23:10: Poplar
23:30: East Ham
Odd place to drive, through central London – unusual for a native – and so late at night. He can access pictures from each hit, but they’re as crappy as ever, near useless, taken from gantries or poles by the side of the road, dark and grainy. You can barely make out it’s a white male, certainly nothing else.
He flicks to the twenty-second of April, but there’s nothing, nor the twenty-third. Nothing comes back on until early May, two weeks later. Now it’s the twenty-first of June.
So Deschamps goes out that night but, according to the database, he doesn’t come home again.
Maidstone arrives at Niall’s table, interrupting him. ‘Where are your coffees? You’re almost fifteen minutes into your allotted thirty.’
‘Coming,’ Niall says tightly.
‘Growing the beans yourself? We have guns to heads here, Niall.’
Niall ignores him. Maidstone is holding a piece of paper: reports of missing persons from this morning in London – sixty of them, with descriptions.
‘No matches to our unknown hostages. These guys areboth in jeans and white trainers, middle-aged, we think. No one’s phoned that in at this time,’ Maidstone says.

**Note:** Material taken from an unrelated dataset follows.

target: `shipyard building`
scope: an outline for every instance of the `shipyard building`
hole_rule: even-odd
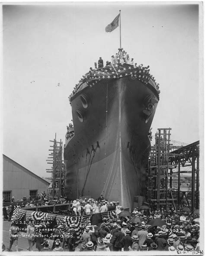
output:
[[[5,202],[12,197],[15,201],[23,196],[35,198],[42,191],[47,193],[50,183],[28,169],[3,155],[3,196]]]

‘Lambert was just saying it’s weird.’
‘It is.’
Niall points to his screen. ‘Look at this: Deschamps goes out one night, gets pinged all over the place by ANPR, but then doesn’t come home again according to the cameras – and turns off his iPhone location data just before midnight.’
‘Hang on,’ Maidstone says. ‘Let me get the report on the state of the car.’ He types away on his phone. ‘See if it’s got any evidence on it … Finally – your order is arriving,’ he says, gesturing briefly towards the assistant at the door holding a drinks tray and a brown paper bag. ‘Get moving. Twelve minutes.’
‘James.’
‘What?’
‘If he comes to the door to get these, I need an assurance from you that you will do absolutely nothing. And I really mean nothing.’
Maidstone shifts on his feet. ‘That depends what he does.’
‘I need to be able to give him a cast-iron guarantee that you will do nothing if he gets those coffees. If one of your snipers aims the rapport will be lost.’
‘Provided he doesn’t aim at us, we won’t shoot.’
‘He may well aim. But I just don’t think he’ll shoot.’
‘Hmm.’
‘Where are the snipers situated?’
He sighs. ‘One on the door and one on the roof. Do not so much as glance at them or you will get me sacked and sued.’
‘I’m not an idiot.’
‘I’m thinking of the inevitable public inquiry here.’
‘I need to be able to promise him that we won’t harm him. That’s my first move always. This coffee needs to be a true offer. Not bait.’ Niall pauses. ‘He will think it’s bait, anyway. I want to prove him wrong as my opening effort.’
‘Fine,’ Maidstone says.
‘Look at this. Officers have checked the car and the ANPR system for the twenty-first of April. Reg plates got covered in mud, it seems. Stopped pinging the ANPR on the way home. You can see where the mud has crusted off when he starts pinging them again in May.
‘At the same time he turned off his location data.’ Niall’s tone slides to frustrated.Yes, they need to do the coffees, but they also need to crack the mystery.